Two points with regards to things I've heard Rep. Paul Ryan say in recent days.
First, he's downplayed the increase in income inequality that's gotten a lot of play out of the new CBO study. His claim is that there's enough mobility in the American economy to offset any increase in inequality.
I examine that claim in some detail here but to summarize, imagine the income scale as a hotel with floors that improve as you go up. The basement is funky; the penthouse, sublime. Rep. Ryan's argument is that sure, the distance between the floors may have grown -- with increased dispersion of incomes, there's a greater economic distance between the top and the bottom -- but the rate at which people move between floors has accelerated.
Except for it hasn't. There is no evidence that the rate of mobility has increased -- there's some evidence that it's slowed (though other evidence shows no change). In fact, according to mobility data covering a few decades, relative to their cohort (families in the same age range), most families end up close to where they started in the income scale, i.e., either in the income fifth in which they started or in the one either above it or below it (see tables 1-2 here).
Second, in a radio interview this AM I heard Rep. Ryan claim that the Republicans on the deficit reduction super-committee were in fact putting revenues on the table.

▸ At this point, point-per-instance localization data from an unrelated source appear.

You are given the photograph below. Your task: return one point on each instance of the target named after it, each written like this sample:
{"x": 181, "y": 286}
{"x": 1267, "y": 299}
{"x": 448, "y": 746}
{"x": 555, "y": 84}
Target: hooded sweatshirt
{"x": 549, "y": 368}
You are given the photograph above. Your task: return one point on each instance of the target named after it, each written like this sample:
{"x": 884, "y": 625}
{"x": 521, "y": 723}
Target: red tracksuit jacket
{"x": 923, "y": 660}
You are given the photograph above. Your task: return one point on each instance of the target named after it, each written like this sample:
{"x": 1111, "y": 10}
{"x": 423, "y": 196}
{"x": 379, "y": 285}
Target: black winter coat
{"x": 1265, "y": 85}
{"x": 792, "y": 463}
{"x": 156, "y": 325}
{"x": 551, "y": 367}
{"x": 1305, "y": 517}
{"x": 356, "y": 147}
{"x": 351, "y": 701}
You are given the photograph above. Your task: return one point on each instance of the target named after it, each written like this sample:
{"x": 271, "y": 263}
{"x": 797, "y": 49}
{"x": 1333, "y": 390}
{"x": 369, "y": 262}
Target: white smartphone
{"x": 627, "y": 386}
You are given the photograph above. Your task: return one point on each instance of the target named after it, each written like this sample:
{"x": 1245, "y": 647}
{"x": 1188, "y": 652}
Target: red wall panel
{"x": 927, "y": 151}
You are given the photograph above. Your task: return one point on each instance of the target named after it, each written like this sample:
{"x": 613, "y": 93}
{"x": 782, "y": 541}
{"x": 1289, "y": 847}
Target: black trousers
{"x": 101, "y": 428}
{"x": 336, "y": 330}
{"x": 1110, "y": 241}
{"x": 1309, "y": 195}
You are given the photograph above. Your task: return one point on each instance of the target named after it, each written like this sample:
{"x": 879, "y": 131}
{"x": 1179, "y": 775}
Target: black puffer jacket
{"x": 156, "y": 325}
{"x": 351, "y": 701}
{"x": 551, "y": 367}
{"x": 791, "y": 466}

That surprised me since I'd thought they'd pledged to stonewall on that point.
Well, according to this report most of what they're calling revenues are not what the Democrats, including the president, are thinking about -- we're not exactly talking shared sacrifice here:
"...about $440 billion appears to be generated instead by increased government fees, high patient co-pays under Medicare, for example, or increased Part B premiums charged to higher income beneficiaries -- many changes that Democrats also accept but feel do not address the larger tax issue.
On the tax side, changes in the CPI would again yield some revenue, but the greater share of the tax revenue here -- about $200 billion -- is attributed to the impact of future tax reform spurring economic growth."
This kind of spinning is precisely what makes people throw up their hands in disgust re American politics. It's a main reason way Rep. Ryan's institution -- the Congress -- has a 9% approval rating. And remember, if you're all about less government, regressive tax cuts, unleashed corporate power, less regulation, more privatization, YOYO economics (you're on your own), you want people to tune out.
So I say let's piss them off and tune in!